Even the saints sometimes have trouble getting along. St Paul and St Barnabas had to split up their mission and go in different directions after “a sharp contention” when they couldn’t agree on taking young John Mark with them (Acts 15:36-41). Two different leadership styles collided. John Mark had failed the mission before when he left prematurely to go home (Acts 13:13) and St Paul, focusing on the mission’s objectives, was unwilling to have a weak link who couldn’t do the work. St Barnabas may have given more importance to the long-term relationship and mentoring the young man. Whatever the issue, it was enough for the two saints to get really mad at each other, at least for a time. This dispute was surely distressing for everyone else too, but they took it in stride as just part of normal human life, even among Christians. So both were “commended by the brethren to the grace of the Lord” (Acts 15:40) as they went their separate ways to proclaim the word of the Lord and strengthen the brethren.

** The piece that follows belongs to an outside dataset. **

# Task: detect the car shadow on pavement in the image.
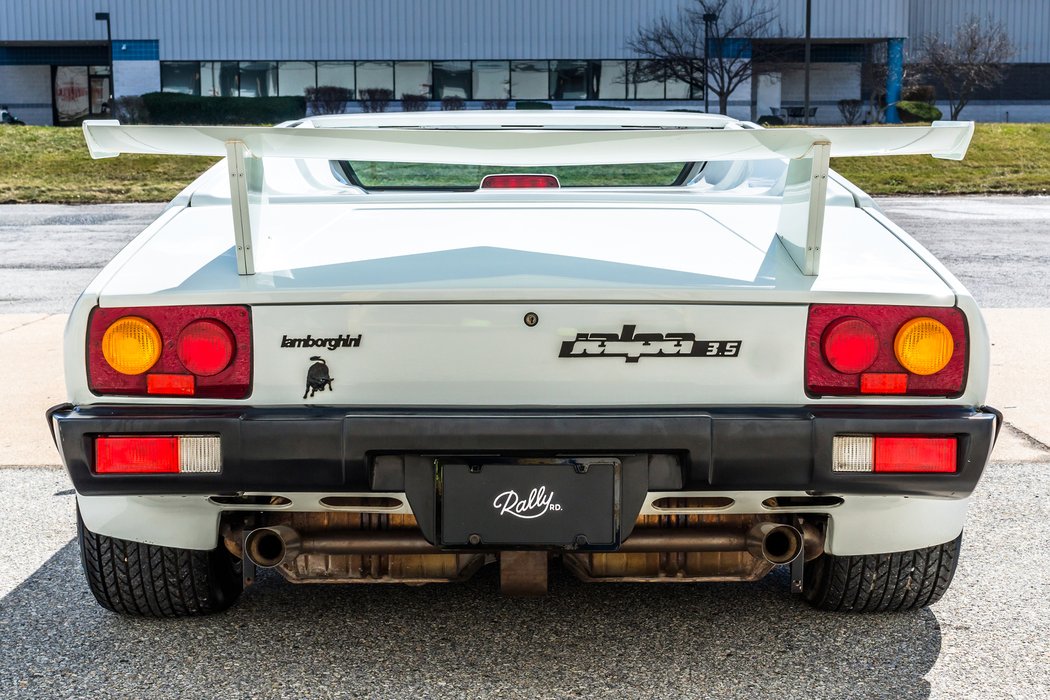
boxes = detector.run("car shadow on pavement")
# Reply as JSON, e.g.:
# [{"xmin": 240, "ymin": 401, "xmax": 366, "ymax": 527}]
[{"xmin": 0, "ymin": 542, "xmax": 941, "ymax": 699}]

We find this pattern repeated from century to century, from culture to culture “wherever two or three are gathered.” There are always plenty of legitimate reasons that a faithful Christian would just get tired of the mess, throw up his hands and walk away. Or try to find some other religious community where “it’s not like that.” Good luck. Quakers are known to specialize in being peacemakers, but their own communities are not immune to disputes as I’ve learned from Quaker friends (to their credit they have well-developed procedures for dealing with congregational conflicts, and we Orthodox could learn from them). Buddhism too is reputed to be a conflict-free zone, but when I recently attended a training seminar for church leaders on handling sexual misconduct, two Buddhist nuns were there as well, because one of their male leaders had stepped over the line and in the aftermath the community had been devastated and divided.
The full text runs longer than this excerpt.